Conor McBride and Ross Paterson sum it up nicely in their paper "Applicative Programming with Effects": "[...]if you've got an Applicative functor, that's good; if you've also got a Monad, that's even better! And the dual [...] is this: if you want a Monad, that's good; if you only want an Applicative functor, that's even better!"

The code shown in this post is here.

In the next post we'll see how applicative functors compose, and an application to web programming.

9 comments:

tomas.K said...

Nice post, looking forward to next!

tomas.K said...

Hi,

I stuck on different evaluation order of a_hex2 and a_hex3. In a_hex2 it first evaluates:
((fun skipCharResult hex1result hex2result -> readHex hex1result hex2result) < ! > skipChar '%')

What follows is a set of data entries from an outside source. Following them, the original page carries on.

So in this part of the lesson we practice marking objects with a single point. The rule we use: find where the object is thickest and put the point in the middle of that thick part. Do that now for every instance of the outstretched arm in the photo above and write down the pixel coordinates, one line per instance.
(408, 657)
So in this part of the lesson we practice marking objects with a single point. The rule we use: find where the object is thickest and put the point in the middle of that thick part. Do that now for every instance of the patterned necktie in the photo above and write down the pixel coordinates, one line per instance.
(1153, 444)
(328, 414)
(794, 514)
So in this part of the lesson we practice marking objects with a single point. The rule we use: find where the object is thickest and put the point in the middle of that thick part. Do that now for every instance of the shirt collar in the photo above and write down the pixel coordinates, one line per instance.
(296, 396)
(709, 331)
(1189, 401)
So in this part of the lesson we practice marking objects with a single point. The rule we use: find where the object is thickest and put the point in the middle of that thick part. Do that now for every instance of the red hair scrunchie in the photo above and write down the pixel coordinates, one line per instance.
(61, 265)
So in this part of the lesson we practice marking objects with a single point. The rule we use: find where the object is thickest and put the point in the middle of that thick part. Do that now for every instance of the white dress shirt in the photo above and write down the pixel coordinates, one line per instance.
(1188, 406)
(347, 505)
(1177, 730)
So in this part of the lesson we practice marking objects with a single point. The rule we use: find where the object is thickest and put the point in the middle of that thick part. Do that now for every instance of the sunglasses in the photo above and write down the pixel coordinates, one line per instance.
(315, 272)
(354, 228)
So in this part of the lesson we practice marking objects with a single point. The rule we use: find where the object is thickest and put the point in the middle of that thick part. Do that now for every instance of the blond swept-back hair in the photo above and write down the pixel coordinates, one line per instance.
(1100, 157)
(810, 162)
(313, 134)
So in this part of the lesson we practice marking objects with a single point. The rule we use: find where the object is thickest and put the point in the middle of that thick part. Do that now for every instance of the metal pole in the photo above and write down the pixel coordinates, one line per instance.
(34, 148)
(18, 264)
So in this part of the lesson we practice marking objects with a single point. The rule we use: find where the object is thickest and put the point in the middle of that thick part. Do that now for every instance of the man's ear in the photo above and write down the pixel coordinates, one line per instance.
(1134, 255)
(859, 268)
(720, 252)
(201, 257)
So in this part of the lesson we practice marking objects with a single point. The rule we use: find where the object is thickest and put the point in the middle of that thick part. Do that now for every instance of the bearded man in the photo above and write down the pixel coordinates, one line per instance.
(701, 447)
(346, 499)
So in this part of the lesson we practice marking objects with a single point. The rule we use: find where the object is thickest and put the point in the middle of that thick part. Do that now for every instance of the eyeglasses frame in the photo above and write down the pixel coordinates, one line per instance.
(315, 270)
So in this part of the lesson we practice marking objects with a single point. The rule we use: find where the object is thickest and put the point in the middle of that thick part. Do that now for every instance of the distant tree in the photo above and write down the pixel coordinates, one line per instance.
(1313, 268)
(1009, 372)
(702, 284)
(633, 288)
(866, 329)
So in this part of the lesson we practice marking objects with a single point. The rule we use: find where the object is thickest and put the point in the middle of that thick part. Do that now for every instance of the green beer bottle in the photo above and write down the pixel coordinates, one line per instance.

but in a_hex3 it first evaluates:
(skipChar '%' *> hex)

So I see different associativity, so how this work in F# ?

Thank you

Mauricio Scheffer said...

If you try to force a_hex3 into the same evaluation order of a_hex2 (by using parens) you'll see that this doesn't type:
((fun hex1result hex2result -> readHex hex1result hex2result) < ! > skipChar '%') *> hex <*> hex
because the pure function expects a char, but skipChar produces unit.

Still, generally, since we can't define operator precedence in F# as you can in Haskell, sometimes you'll have to use parens to force the evaluation order, where in the equivalent Haskell code the defined operator precedence takes care of that.

tomas.K said...

Yes, this is what I tried. It seemed to me that the a_hex3 won't compile, but is ok. I thought there is a strict rule of associativity of function evaluation, which is same in a_hex2 as in a_hex3, but there is not. F# is enough clever to choose different evaluation order. So my rather study question is what rule is driving this evaluation order differences?

Mauricio Scheffer said...

@tomas.K: There is a strictly defined operator precedence in the spec, and '*' has a higher precedence than '<', so '*>' has a higher precedence than '< ! >'

tomas.K said...

Yeah, that's what I was missing. I didn't know this precedence is counted in case of custom operator functions. It seems like quite hidden feature to me...

Cheers

Unknown said...
This comment has been removed by the author.
Unknown said...

"In the particular case of parsers, it means that monadic parsers are able to parse context-sensitive grammars, while applicative parsers can only parse context-free grammars"

Here (http://byorgey.wordpress.com/2012/01/05/parsing-context-sensitive-languages-with-applicative/) is said that applicative parsers can parse context-sensitive grammars.

Mauricio Scheffer said...

@Denys : That's interesting, thanks for the pointer. So that disproves Leijen/Meijer's assertion (just re-read the paper, it doesn't really prove that proposition formally).